Tangkapan layar Presiden FSPPB, Arie Gumilar dalam sebuah webinar yang bertajuk 'Kaju Ulang Holding Subholding dan IPO Anak Usaha Inti PT Pertamina (Persero) yang selenggarakan Aktual.com, Jakarta, Sabtu (31/7)
Tangkapan layar Presiden FSPPB, Arie Gumilar dalam sebuah webinar yang bertajuk 'Kaju Ulang Holding Subholding dan IPO Anak Usaha Inti PT Pertamina (Persero) yang selenggarakan Aktual.com, Jakarta, Sabtu (31/7)

Jakarta, Aktual.com – Presiden Federasi Serikat Pekerja Pertamina Bersatu (FSPPB), Arie Gumilar mengaku kecewa atas ketidakhadiran Direktur Utama Pertamina, Nicke Widyawati dalam Webinar yang bertajuk ‘Kaji Ulang Holding Subholding dan IPO Anak Usaha Inti PT Pertamina (Persero)’ pada Sabtu (31/7) kemarin.

“Kami (FSPPB) sangat kecewa karena pihak Pertamina tidak hadir dalam hal ini, padahal kami sudah mengkonfirmasi jauh-jauh hari dan mereka sudah menyatakan siap hadir, tapi pada kenyataannya mereka batalkan untuk hadir” ujarnya kepada wartawan, Jakarta, Minggu (1/8).

Di samping itu, Arie juga menilai diskusi yang dihadiri oleh seribu peserta ini sangat penting dan harus ada penjelasan secara jelas dari pihak Pertamina terkait holding subholding dan IPO tersebut, karena ini menyangkut keberlangsungan hidup orang banyak.

“Seharusnya masalah ini bisa dijelasakan langsung oleh Direktur Pertamina, karena masyarakat butuh keterangan langsung apa maksud dan tujuan Holding Subholding dan IPO ini” katanya.

Apalagi, tambah Arie, penetapan Subholding tersebut telah tertuang dalam Surat Keputusan yang ditandatangani oleh Direktur Utama Pertamina. Selain itu, surat tersebut juga dikeluarkan pasca Rapat Umum Pemegang Saham (RUPS) yang diadakan di Kementerian BUMN Jumat pagi (12/6/2020) lalu.

Arie menjelaskan, dengan terbitkannya surat keputusan tersebut ada beberapa kekhawatiran yang muncul. Pertama, berpotensi melanggar UU No.19 tahun 2003 tentang BUMN Pasal 77 huruf (c) dan (d), bahwa “Persero yang tidak dapat diprivatisasi.

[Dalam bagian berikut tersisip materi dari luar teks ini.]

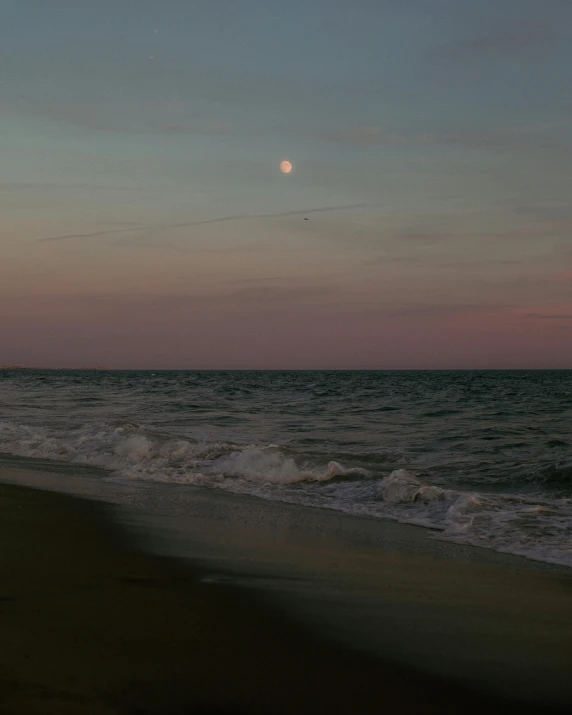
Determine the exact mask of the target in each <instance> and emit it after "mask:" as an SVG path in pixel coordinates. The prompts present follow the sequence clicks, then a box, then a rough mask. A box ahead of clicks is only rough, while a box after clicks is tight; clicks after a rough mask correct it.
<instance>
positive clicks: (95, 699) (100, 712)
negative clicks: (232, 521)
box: [0, 483, 556, 715]
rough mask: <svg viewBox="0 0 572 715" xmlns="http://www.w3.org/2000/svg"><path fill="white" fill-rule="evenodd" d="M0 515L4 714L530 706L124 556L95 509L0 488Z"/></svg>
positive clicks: (307, 709)
mask: <svg viewBox="0 0 572 715" xmlns="http://www.w3.org/2000/svg"><path fill="white" fill-rule="evenodd" d="M0 514H1V517H2V519H1V523H2V530H3V533H4V539H5V541H6V542H8V543H9V544H10V548H9V549H5V550H4V551H3V553H2V555H1V557H0V558H1V561H2V564H1V569H0V570H1V572H2V573H3V574H4V579H3V581H4V583H3V587H2V594H1V598H0V623H1V625H2V633H3V642H4V643H5V646H6V647H5V650H4V652H3V654H2V660H1V668H0V686H1V687H0V706H1V707H0V709H1V710H2V712H3V713H6V715H19V714H20V713H26V714H31V713H35V712H38V713H39V712H42V713H62V714H64V713H68V712H69V713H123V712H124V713H129V712H131V713H136V712H137V713H187V712H188V713H191V712H193V713H207V712H212V713H215V712H218V713H244V712H247V713H258V712H260V713H262V712H271V711H273V712H279V713H291V712H339V713H344V712H351V711H357V712H364V713H365V712H374V711H375V712H379V709H380V708H383V709H384V710H385V712H411V713H413V712H419V713H437V712H440V713H447V712H451V713H453V712H458V704H459V702H466V705H464V706H463V709H464V710H465V711H466V712H475V713H476V712H482V710H483V708H487V709H488V710H489V711H490V712H499V713H500V712H508V709H509V708H512V707H513V706H514V705H516V706H517V707H518V708H519V710H520V712H522V713H524V712H534V710H533V709H530V710H529V709H528V708H527V707H526V706H524V705H522V704H521V703H518V702H516V703H515V702H514V701H508V700H505V699H503V698H496V697H492V696H488V695H486V694H482V693H478V692H476V691H474V690H472V689H470V688H466V687H464V686H461V685H459V684H458V683H455V682H454V681H451V680H449V679H443V678H439V677H434V676H427V675H424V674H422V673H419V672H416V671H415V670H413V669H405V668H403V667H401V666H398V665H395V664H393V663H391V662H389V661H385V662H384V661H381V660H380V659H376V658H372V657H371V656H367V655H365V654H363V653H359V652H357V651H352V650H351V649H348V648H342V647H340V646H339V645H336V644H334V643H333V642H330V641H328V640H327V639H325V638H323V637H318V636H316V635H314V634H313V633H312V632H311V631H309V630H308V629H306V628H304V627H302V626H301V625H300V623H298V622H297V621H296V620H295V619H294V620H293V619H291V618H290V617H288V616H287V615H284V614H283V613H280V612H279V611H277V610H276V609H274V608H272V607H269V606H268V605H267V604H266V603H265V601H264V599H259V598H256V597H255V596H254V595H253V594H252V593H247V592H246V591H245V590H243V589H240V588H237V587H235V586H229V585H225V584H216V583H206V582H205V580H204V579H201V571H200V569H197V568H196V567H195V568H193V567H192V566H191V565H190V564H186V563H185V564H183V563H181V562H180V561H177V560H176V559H169V558H166V557H158V556H153V555H151V554H146V553H143V552H141V551H140V550H138V549H137V548H134V547H133V545H130V544H129V543H128V542H129V540H128V539H125V538H123V537H122V536H121V534H120V530H119V529H118V528H117V526H114V525H113V524H110V523H109V522H108V518H107V510H106V507H105V506H103V505H101V504H98V503H96V502H92V501H87V500H81V499H78V498H76V497H70V496H66V495H62V494H57V493H53V492H46V491H41V490H38V489H33V488H25V487H16V486H13V485H7V484H4V483H0ZM555 712H556V711H555Z"/></svg>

Kedua, besarnya potensi Pajak yang harus dibayarkan sesuai dengan Peraturan Menteri Keuangan Republik Indonesia NOMOR 52/PMK.010/2017 tentang penggunaan nilai buku atas pengalihan dan perolehan harta dalam rangka penggabungan, peleburan, pemekaran atau pengambilalihan usaha.

Ketiga, transfer pricing antar subholding berpotensi menyebabkan HPP (Harga Pokok Produksi) BBM meningkat.

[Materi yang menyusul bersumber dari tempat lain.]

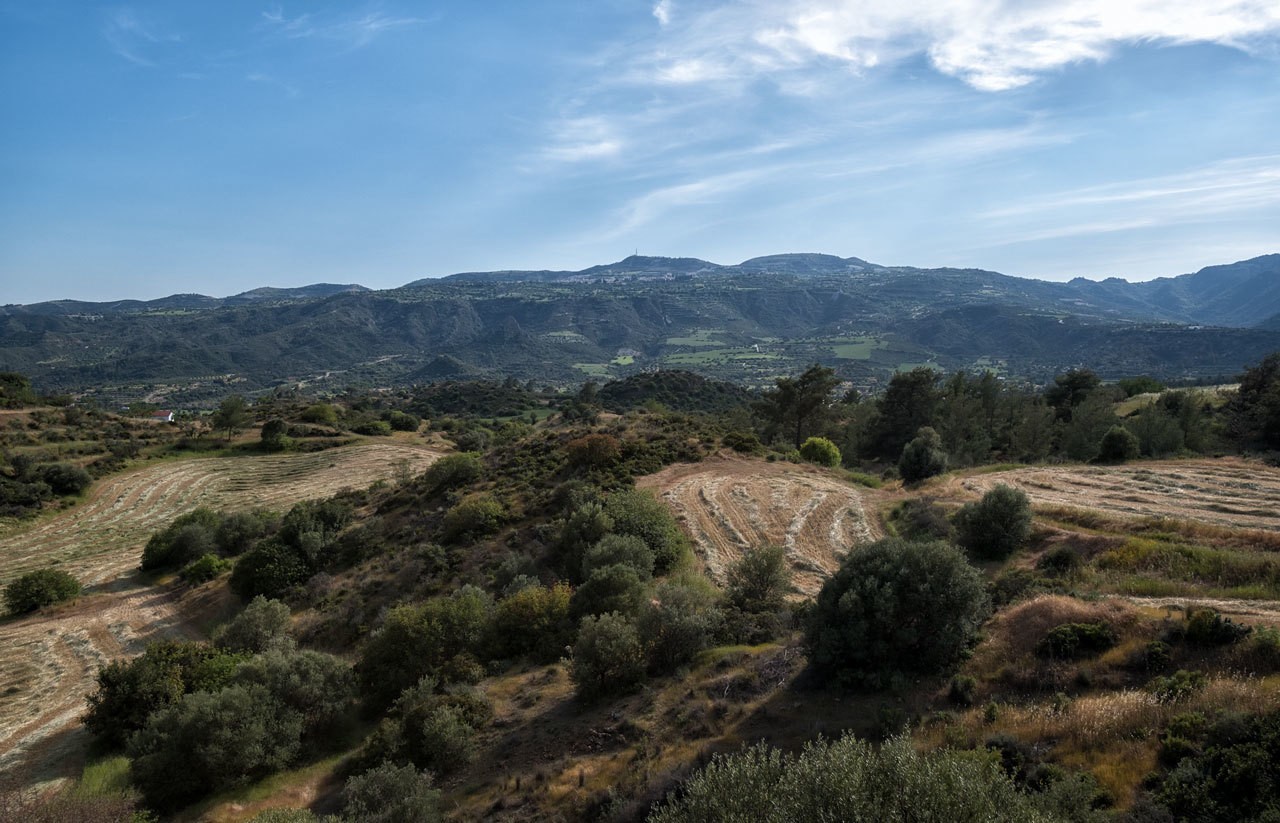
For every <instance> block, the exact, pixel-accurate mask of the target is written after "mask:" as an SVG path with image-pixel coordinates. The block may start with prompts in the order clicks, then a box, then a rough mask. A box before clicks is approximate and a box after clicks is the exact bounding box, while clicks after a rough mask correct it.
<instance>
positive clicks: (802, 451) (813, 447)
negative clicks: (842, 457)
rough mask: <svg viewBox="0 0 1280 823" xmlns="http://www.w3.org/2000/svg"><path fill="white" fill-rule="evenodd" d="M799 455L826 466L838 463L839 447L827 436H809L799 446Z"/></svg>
mask: <svg viewBox="0 0 1280 823" xmlns="http://www.w3.org/2000/svg"><path fill="white" fill-rule="evenodd" d="M800 457H803V458H804V459H806V461H809V462H810V463H818V465H819V466H826V467H828V468H835V467H836V466H838V465H840V448H838V447H836V444H835V443H832V442H831V440H828V439H827V438H809V439H808V440H805V442H804V444H803V445H801V447H800Z"/></svg>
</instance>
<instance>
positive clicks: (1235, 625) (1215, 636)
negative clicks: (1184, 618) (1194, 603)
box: [1187, 609, 1253, 646]
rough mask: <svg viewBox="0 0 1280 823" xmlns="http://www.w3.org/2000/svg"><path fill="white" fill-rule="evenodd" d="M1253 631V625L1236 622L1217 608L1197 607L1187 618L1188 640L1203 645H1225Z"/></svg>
mask: <svg viewBox="0 0 1280 823" xmlns="http://www.w3.org/2000/svg"><path fill="white" fill-rule="evenodd" d="M1251 631H1253V627H1252V626H1245V625H1244V623H1236V622H1235V621H1233V619H1231V618H1230V617H1222V616H1221V614H1220V613H1219V612H1217V611H1215V609H1196V611H1194V612H1192V614H1190V617H1189V618H1188V619H1187V640H1188V641H1189V643H1197V644H1199V645H1203V646H1225V645H1230V644H1233V643H1235V641H1236V640H1240V639H1242V637H1244V636H1245V635H1248V634H1249V632H1251Z"/></svg>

“Jika ini terjadi maka yang dirugikan adalah rakyat karena harus membeli BBM dengan harga yang lebih mahal,” ungkapnya.

Keempat, potensi terjadinya Silo Silo antar subholding karena sudah menjadi entitas bisnis yang tersendiri dan mempunyai target kinerja masing-masing.

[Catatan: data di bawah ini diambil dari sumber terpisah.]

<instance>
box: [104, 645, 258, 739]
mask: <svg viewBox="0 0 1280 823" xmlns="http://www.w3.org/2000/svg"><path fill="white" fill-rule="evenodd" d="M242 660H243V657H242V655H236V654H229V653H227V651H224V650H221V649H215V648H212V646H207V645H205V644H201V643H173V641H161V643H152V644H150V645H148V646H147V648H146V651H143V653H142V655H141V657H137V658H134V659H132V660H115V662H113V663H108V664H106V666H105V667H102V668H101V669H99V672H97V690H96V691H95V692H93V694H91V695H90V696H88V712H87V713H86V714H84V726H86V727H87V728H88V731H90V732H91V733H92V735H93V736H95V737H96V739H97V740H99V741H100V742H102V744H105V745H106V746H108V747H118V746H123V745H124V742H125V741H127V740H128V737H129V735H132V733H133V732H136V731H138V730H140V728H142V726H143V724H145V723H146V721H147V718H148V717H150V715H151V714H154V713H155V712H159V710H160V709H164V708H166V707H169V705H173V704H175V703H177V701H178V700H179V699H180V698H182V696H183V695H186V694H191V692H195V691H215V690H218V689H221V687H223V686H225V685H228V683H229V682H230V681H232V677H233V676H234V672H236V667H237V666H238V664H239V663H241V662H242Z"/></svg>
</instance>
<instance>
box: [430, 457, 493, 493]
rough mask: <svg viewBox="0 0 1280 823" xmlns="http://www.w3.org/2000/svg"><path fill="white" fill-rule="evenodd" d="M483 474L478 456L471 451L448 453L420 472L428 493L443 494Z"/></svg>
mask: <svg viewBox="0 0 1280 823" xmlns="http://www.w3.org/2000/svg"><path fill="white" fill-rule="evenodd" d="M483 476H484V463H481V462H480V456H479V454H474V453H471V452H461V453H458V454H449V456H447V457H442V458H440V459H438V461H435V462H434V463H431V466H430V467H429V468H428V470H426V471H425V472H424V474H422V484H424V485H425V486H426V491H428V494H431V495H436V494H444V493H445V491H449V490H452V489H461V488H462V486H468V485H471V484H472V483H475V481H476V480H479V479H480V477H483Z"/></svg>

Kelima, kemampuan subholding dalam mengemban beban penugasan BBM PSO. Karena masing-masing subholding ditarget kinerja masing-masing, maka akan memungkin antar subholding saling bersaing ketimbang memikirkan kepentingan rakyat.

Keenam, hilangnya Previlege yang diberikan oleh pemerintah ketika subholding melakukan IPO. Ketujuh, mengancam Ketahanan Energi Nasional dan Program Pemerataan Pembangunan (BBM 1 harga) tak berjalan.